Macros are similar to procedures in some respects. Both improve program productivity by aiding in the development of modular source code. There are, however, some significant differences between them.

Parameter passing

Parameter passing in a macro invocation is similar to that in a procedure call of a high-level language. The arguments are listed as part of a macro call. Parameter passing in a procedure call often involves the stack. The number of stack operations in preparation for a procedure call grows in direct proportion to the number of parameters passed. This, in addition to the call/ret overhead, increases the overhead and affects the performance. Macros avoid this overhead by text substitution but increase the space requirement.

Types of parameters

Since a macro is a text substitution mechanism, a variety of parameter types can be passed. For example, we can write a macro

shift	MACRO	opcode, operand, count
          MOV CL, count
          opcode operand, CL
	ENDM

and invoke it as

	shift	SAL, AX, 3

which results in the following macro expansion

	MOV CL, 3
	SAL AX, CL

Here opcode is the instruction mnemonic, which can be an mnemonic in the shift and rotate family of instructions. Thus, the same macro can be used with all of the shift and rotate family of instructions on bytes, words, and doublewords that are either located in a register or memory. Clearly, such parameter types cannot be passed to a procedure.

Invocation mechanism

Macro invocation is done at assembly time by text substitution. However, procedure invocation is done at run time by transferring control to the procedure. This leads to the following tradeoff. Macros tend to increase the length of the executable code due to macro expansions. This leads to increased assembly time. Macro expansion also creates a nuisance at debuuging time--repeatedly looking at part of code (macro expansions) that you know works correctly. Procedures avoid these problems by transferring control to the procedure code. In debugging, the proecdure call can be skipped.
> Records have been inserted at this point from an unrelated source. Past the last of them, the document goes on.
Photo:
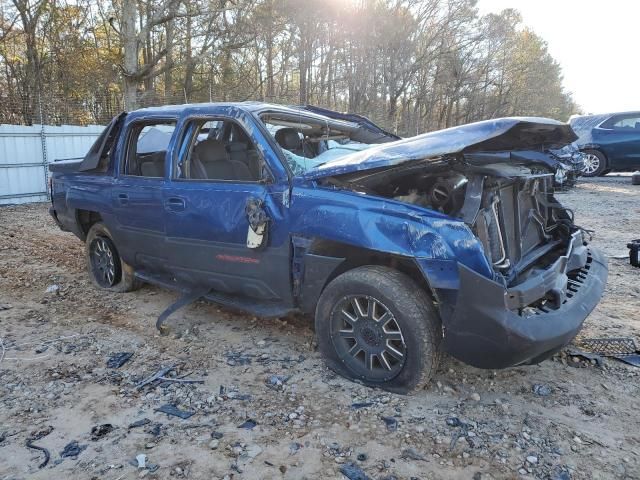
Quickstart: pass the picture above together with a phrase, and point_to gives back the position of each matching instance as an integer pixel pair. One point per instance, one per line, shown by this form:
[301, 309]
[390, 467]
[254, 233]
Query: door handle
[175, 204]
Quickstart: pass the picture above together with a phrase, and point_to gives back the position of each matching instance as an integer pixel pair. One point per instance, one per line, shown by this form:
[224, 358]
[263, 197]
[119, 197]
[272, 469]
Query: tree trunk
[130, 46]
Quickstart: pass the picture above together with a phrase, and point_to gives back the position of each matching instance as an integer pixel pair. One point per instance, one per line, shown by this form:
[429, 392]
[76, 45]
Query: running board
[252, 306]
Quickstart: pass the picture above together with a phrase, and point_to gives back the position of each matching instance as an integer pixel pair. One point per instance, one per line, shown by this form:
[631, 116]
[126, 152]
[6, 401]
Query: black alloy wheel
[367, 337]
[105, 262]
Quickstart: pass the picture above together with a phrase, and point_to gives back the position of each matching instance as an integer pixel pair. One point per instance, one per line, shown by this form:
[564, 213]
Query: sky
[596, 42]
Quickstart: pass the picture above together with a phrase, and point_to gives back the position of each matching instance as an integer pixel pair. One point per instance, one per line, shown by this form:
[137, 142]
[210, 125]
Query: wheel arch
[85, 219]
[320, 261]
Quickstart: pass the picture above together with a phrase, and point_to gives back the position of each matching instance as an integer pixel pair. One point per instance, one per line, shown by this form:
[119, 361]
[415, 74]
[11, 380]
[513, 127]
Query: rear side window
[627, 123]
[147, 148]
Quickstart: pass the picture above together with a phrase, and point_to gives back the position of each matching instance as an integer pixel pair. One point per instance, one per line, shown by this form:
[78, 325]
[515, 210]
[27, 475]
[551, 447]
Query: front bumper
[490, 329]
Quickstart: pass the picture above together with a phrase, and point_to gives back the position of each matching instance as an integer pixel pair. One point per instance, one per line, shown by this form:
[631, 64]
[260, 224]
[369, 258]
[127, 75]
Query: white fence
[25, 152]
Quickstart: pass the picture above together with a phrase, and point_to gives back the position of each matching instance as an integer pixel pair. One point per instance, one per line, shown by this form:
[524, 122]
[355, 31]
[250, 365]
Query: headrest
[236, 147]
[211, 150]
[288, 138]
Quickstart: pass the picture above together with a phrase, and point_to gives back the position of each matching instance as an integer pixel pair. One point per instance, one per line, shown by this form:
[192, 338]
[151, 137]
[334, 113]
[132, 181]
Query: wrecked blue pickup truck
[399, 247]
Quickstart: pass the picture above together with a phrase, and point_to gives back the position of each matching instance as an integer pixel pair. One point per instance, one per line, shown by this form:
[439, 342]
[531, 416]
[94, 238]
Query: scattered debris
[172, 410]
[47, 455]
[541, 390]
[248, 424]
[249, 453]
[454, 422]
[142, 460]
[139, 423]
[72, 449]
[391, 423]
[353, 471]
[100, 431]
[37, 435]
[634, 245]
[359, 405]
[623, 349]
[576, 352]
[118, 359]
[276, 382]
[412, 454]
[238, 358]
[233, 395]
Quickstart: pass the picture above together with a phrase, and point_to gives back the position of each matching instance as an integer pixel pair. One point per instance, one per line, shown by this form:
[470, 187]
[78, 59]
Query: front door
[219, 189]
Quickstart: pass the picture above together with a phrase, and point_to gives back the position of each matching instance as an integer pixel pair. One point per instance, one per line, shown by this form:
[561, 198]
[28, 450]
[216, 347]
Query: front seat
[289, 139]
[215, 161]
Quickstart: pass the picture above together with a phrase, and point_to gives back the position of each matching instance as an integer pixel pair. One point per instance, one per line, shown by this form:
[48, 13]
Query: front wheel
[376, 325]
[595, 163]
[106, 268]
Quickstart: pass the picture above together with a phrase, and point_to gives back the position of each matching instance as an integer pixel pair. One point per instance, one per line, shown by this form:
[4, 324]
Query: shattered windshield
[307, 144]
In summary, the tradeoffs are that using macros results in faster execution of the code. However, macros result in increased memory space due to macro expansions. Procedures save space, as only one copy of the procedure is kept. However, procedure invocation overhead (to pass parameters via the stack and for call/ret) increases the execution time. Note that macro invocation causes assembly-time overhead but not run-time overhead. The advantages and disadvantages associated with macros and procedures can be summarized into the following table:

Type of Overhead	Procedure	Macro
memory space	lower	higher
Execution time	higher	lower
Assembly time	lower	higher

When are macros better

Given the state of modern technology, this time versus space tradeoff is a major factor in preferring one over the other. The choice between macros and procedures depends on the application requirements. For typical applications, it is recommended to use procedures except in some special situations identified next:

1. Macros are useful in defining macro-instructions that extend the instruction set of a processor. For example, suppose that we want to write a program module to multiply an operand by 16. We will do this by both a macro and a procedure to see the difference in the overhead.
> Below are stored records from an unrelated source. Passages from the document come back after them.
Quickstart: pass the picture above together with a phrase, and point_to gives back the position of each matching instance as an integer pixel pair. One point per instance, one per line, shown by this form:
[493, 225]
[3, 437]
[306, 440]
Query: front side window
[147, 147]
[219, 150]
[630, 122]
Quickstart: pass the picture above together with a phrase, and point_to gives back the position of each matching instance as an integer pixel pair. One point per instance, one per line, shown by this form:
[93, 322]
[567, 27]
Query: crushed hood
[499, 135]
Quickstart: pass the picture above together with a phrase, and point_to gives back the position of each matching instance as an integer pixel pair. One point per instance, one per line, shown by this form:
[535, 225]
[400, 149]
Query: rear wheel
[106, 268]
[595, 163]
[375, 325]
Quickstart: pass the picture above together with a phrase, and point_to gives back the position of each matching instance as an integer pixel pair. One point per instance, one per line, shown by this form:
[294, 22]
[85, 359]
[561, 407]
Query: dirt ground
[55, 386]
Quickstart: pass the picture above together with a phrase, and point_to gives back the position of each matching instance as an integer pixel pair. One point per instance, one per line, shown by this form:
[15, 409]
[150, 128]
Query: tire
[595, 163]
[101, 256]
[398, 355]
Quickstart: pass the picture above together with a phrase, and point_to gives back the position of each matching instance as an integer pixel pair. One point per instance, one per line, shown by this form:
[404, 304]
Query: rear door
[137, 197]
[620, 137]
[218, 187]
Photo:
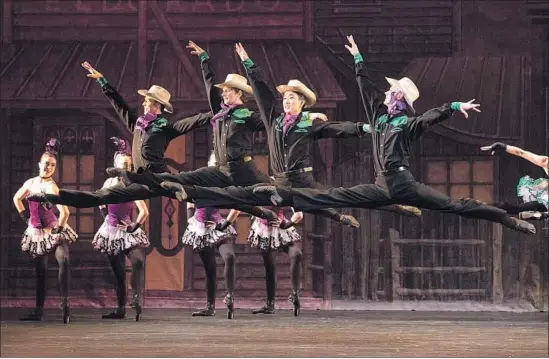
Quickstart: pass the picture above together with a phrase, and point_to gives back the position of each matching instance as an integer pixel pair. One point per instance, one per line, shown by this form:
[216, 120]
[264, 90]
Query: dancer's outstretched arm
[538, 160]
[120, 106]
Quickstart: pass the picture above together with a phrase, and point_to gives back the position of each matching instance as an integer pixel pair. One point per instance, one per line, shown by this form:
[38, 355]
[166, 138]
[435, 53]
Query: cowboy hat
[159, 94]
[299, 87]
[408, 88]
[237, 82]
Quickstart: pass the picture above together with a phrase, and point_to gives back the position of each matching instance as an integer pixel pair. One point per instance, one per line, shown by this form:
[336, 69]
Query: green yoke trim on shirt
[204, 56]
[102, 81]
[248, 63]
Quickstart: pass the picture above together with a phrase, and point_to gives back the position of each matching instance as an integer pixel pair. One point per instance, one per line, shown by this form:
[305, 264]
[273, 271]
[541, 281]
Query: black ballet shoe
[229, 302]
[35, 316]
[209, 311]
[268, 308]
[276, 199]
[348, 220]
[522, 226]
[65, 310]
[136, 304]
[175, 188]
[294, 299]
[40, 197]
[118, 313]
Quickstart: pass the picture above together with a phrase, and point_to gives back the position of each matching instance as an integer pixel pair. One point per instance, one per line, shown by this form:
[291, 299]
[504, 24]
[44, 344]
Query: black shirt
[148, 149]
[292, 151]
[392, 135]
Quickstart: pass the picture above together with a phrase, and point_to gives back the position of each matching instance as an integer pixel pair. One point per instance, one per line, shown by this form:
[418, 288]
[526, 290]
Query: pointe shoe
[268, 308]
[294, 299]
[209, 311]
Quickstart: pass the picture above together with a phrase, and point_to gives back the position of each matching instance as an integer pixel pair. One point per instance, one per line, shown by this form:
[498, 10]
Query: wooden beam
[183, 57]
[142, 42]
[7, 23]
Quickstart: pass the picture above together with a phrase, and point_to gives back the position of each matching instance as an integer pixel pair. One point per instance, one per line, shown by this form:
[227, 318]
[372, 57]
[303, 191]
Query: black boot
[66, 310]
[118, 313]
[209, 311]
[37, 314]
[268, 308]
[136, 304]
[229, 302]
[294, 299]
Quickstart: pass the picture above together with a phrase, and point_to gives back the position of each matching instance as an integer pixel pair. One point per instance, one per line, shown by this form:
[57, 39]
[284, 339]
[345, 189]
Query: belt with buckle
[294, 172]
[240, 161]
[392, 171]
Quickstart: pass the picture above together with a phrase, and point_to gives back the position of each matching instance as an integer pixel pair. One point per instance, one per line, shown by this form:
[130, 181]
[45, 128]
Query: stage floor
[173, 332]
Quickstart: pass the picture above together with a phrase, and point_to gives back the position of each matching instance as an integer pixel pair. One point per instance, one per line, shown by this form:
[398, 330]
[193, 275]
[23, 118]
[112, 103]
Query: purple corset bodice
[41, 217]
[120, 213]
[208, 214]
   Example: Write a macro mult16 to multiply an operand by 16 using shift instructions.

   mult16 MACRO operand

   MOV CL, 4

   SHL operand, CL

   ENDM

   Example: Write a procedure times16 to multiply an operand by 16. Assume that the operand is pushed on the stack.

   times16 PROC

   PUSH BP

   MOV BP, SP

   PUSH AX

   MOV AX, [BP+4]

   MOV CL, 4

   SAL AX, CL

   MOV [BP+4], AX

   POP AX

   POP BP

   RET

   times16 ENDP

   This procedure can be invoked to multiply a word variable count by 16 as

   	PUSH count
   	CALL times16
   	POP count
   

   The overhead involved is substantial. Clearly, this is an impractical proposition.
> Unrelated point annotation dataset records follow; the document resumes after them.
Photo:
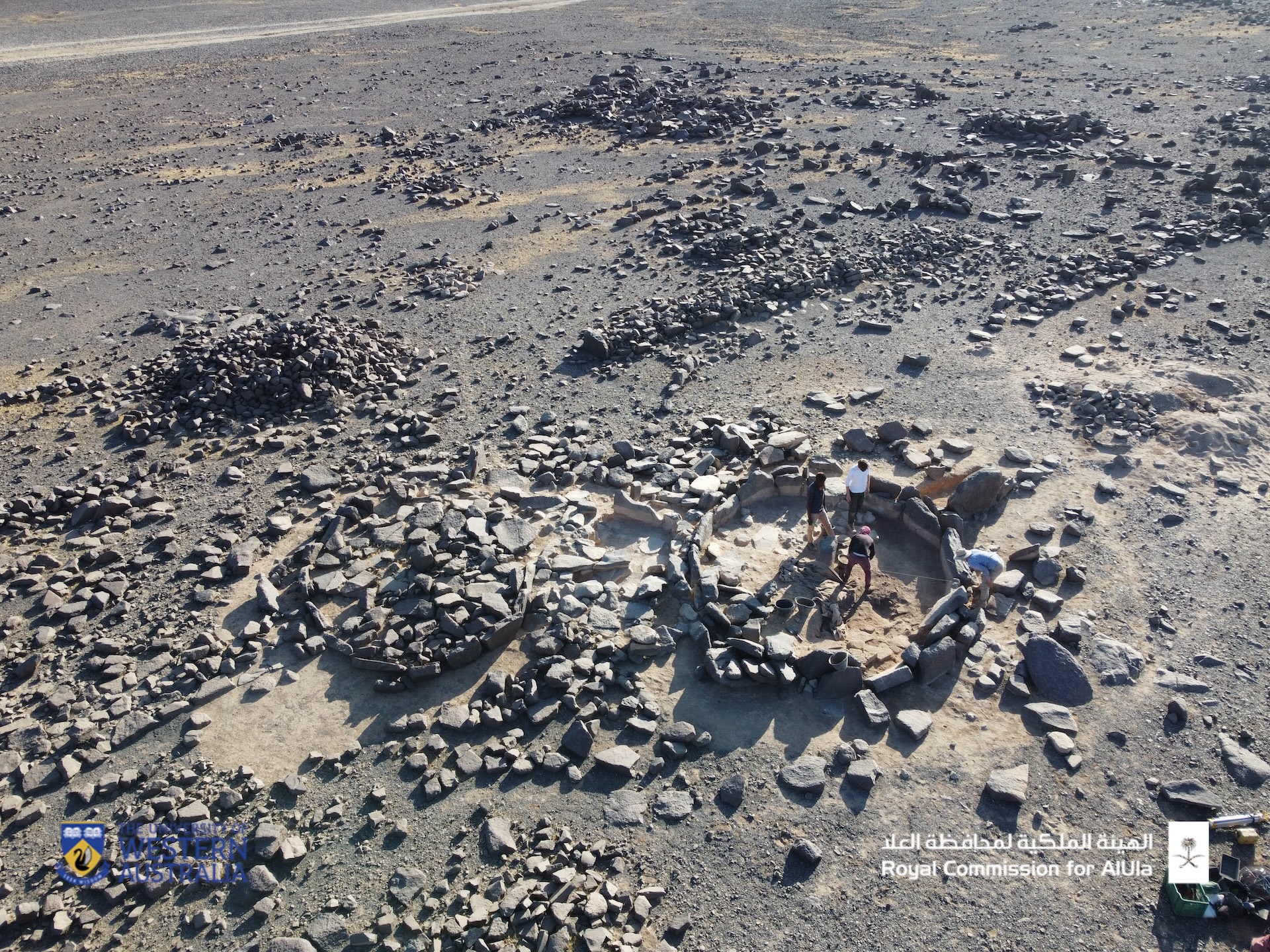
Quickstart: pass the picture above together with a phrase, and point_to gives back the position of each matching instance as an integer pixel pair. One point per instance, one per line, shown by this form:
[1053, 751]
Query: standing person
[857, 484]
[816, 509]
[861, 551]
[990, 565]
2. Macros are useful when text substitution is the only way available. Consider the following example. Suppose that we want to preserve the content of registers BX, CX, DX, SI, DI, and BP across procedure calls. We could use PUSHA The PUSHA instruction pushes all registers (AX, BX, CX, DX, SI, DI, BP, and SP) onto the stack. It is defined for 80186 or later processors. and POPA The POPA instruction popes all registers (SP, BP, DI, SI, DX, CX, BX, and AX) from the stack. It is defined for 80186 or later processors., but these instructions save and restore the AX register as well. But, we want to return a result in AX. We can conveniently do this by the following two macros:

   save_regs MACRO                 restore_regs  MACRO
               PUSH BP                             POP BX
               PUSH DI                             POP CX
               PUSH SI                             POP DX
               PUSH DX                             POP SI
               PUSH CX                             POP DI
               PUSH BX                             POP BP
             ENDM                                ENDM
   

   It is not possible to write a procedure to do the same.